Acceptance teaches us to ride lifes waves rather than fight them.
Life often feels like we are standing on a shoreline, watching massive, unpredictable waves roll in from the horizon. Sometimes those waves are gentle, like a soft summer breeze, but other times they are towering giants that threaten to knock us right off our feet. Jon Kabat-Zinn’s beautiful reminder that we can't stop the waves but we can learn to surf is such a profound way to look at our struggles. It tells us that while we don't have control over the external chaos or the sudden storms of life, we do have power over how we respond to them. We cannot command the ocean to be still, but we can certainly work on our balance.
In our everyday lives, these waves show up in so many forms. It might be a sudden change at work, a disagreement with a loved one, or just one of those heavy days where everything seems to go wrong at once. When we try to fight the waves—when we try to force life to be something it isn't—we usually end up exhausted and overwhelmed. We spend all our energy trying to build walls against the tide, only to find that the water eventually finds a way through. The real magic happens when we stop fighting the movement and start looking for our footing.
I remember a time when I felt like I was drowning in a sea of tiny, overwhelming tasks. Everything felt too heavy, and I kept trying to push the problems away as if I could make them disappear. I was so focused on how much I hated the 'waves' of my stress that I didn't realize I was missing the opportunity to find my rhythm. It wasn't until I stopped resisting the reality of my busy schedule and started finding small ways to navigate through it—like taking five minutes to breathe or prioritizing one small win—that I felt like I was finally back on my board. I learned that surfing isn't about making the ocean disappear; it's about finding your grace within the motion.
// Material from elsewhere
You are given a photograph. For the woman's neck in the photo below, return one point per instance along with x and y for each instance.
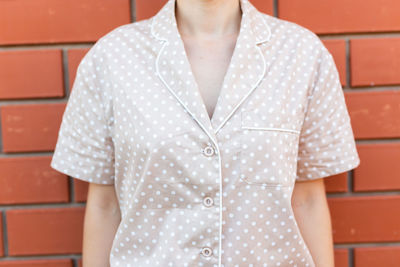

Learning to surf takes practice, patience, and a lot of falling down. You won't get it right every single time, and that is perfectly okay. Every time you wipe out, you are actually learning something about the strength of the current and the importance of your own resilience. As you move through your week, I invite you to take a deep breath and look at your current challenges not as obstacles meant to destroy you, but as waves meant to teach you how to ride. Instead of asking how you can stop the storm, try asking yourself how you can find your balance today.